PT1.4 - Testing the bridge

4.1 Testing

video
The bridge could hold up to 20kg before it started to bend. Therefore, we stopped the test and unloaded the weights from it.


4.2 Calculation of efficiency











(a) Mass of load on bridge = 

20
kilogram
(b) Mass of bridge =  0.27 kilogram 
Efficiency = (a) / (b) 74 No units


4.3   Discussion of bridge design after testing

Q1. What is your score on efficiency? If the efficiency is high/low, what went right/wrong?   
A1. The score on our efficiency was 74 which we considered low . The truss of the bridge bent outwards because we had not reinforced it enough. Since the sides constituted of only two ice cream sticks that sandwiched the joints for the sole purpose of reinforcing strength in the joints ( bad foresight on joints splitting apart ) , the sides of the truss hence bent outwards.

Q2. Which part of the bridge started to give way first? Explain using Physics concepts.
A2. The truss of the bridge. Since the centre of the truss had been reinforced with an x shape which evenly distributes the weight to the segments beside the center, those segments could not take the weight but were glued firmly together. Thus, since the force could not go left or right, the ice cream sticks of the segments bent outwards instead.
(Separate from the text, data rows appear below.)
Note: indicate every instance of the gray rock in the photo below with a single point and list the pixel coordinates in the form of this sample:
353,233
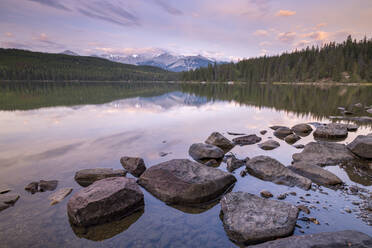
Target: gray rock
292,138
302,128
233,163
47,185
58,196
105,200
183,182
88,176
200,151
269,169
134,165
9,198
331,131
247,140
220,141
315,173
251,219
269,145
282,132
324,153
362,146
342,239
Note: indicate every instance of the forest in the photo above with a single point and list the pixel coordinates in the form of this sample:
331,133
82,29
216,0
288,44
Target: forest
349,61
18,64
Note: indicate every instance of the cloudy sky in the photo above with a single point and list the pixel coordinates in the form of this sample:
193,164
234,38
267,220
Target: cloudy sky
222,29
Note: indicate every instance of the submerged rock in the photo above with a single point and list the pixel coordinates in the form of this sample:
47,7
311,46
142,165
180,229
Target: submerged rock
302,128
269,145
362,146
58,196
324,153
251,219
315,173
220,141
183,182
331,131
341,239
105,200
247,140
134,165
269,169
292,138
200,151
88,176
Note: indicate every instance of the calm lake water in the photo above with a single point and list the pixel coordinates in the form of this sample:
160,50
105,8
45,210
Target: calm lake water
49,131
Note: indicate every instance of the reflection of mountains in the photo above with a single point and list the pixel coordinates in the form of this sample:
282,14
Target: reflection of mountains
165,101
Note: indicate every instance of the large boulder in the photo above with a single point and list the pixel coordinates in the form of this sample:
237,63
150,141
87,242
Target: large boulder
105,200
269,169
220,141
315,173
247,140
331,131
362,146
183,182
88,176
134,165
324,153
251,219
341,239
200,151
302,128
269,145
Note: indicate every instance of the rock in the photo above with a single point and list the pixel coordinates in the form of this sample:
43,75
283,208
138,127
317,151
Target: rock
331,131
32,187
88,176
362,146
9,198
324,153
183,182
233,163
292,138
300,146
58,196
277,127
315,173
304,209
134,165
269,145
220,141
105,200
247,140
200,151
47,185
302,128
341,239
282,196
266,194
251,219
269,169
282,132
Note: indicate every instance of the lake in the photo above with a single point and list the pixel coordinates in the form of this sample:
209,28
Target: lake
51,130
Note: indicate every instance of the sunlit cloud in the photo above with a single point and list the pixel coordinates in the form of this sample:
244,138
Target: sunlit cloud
285,13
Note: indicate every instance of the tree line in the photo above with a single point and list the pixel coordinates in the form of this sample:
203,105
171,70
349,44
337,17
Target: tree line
349,61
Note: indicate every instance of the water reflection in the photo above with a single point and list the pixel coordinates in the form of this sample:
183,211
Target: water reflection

Q3. Which part of the bridge provided the most strength in the testing process? Explain using Physics concepts. 
A3. The part that provided the most strength was the center region which evenly distributed the mass of the load to the sides of the bridge. Not only did the center portion have an x in a square that consists of 4 triangles (strong shape triangle) but we also bridged the two trusses of the bridge together via the center portion by glueing popsicle sticks in between from on truss to the other.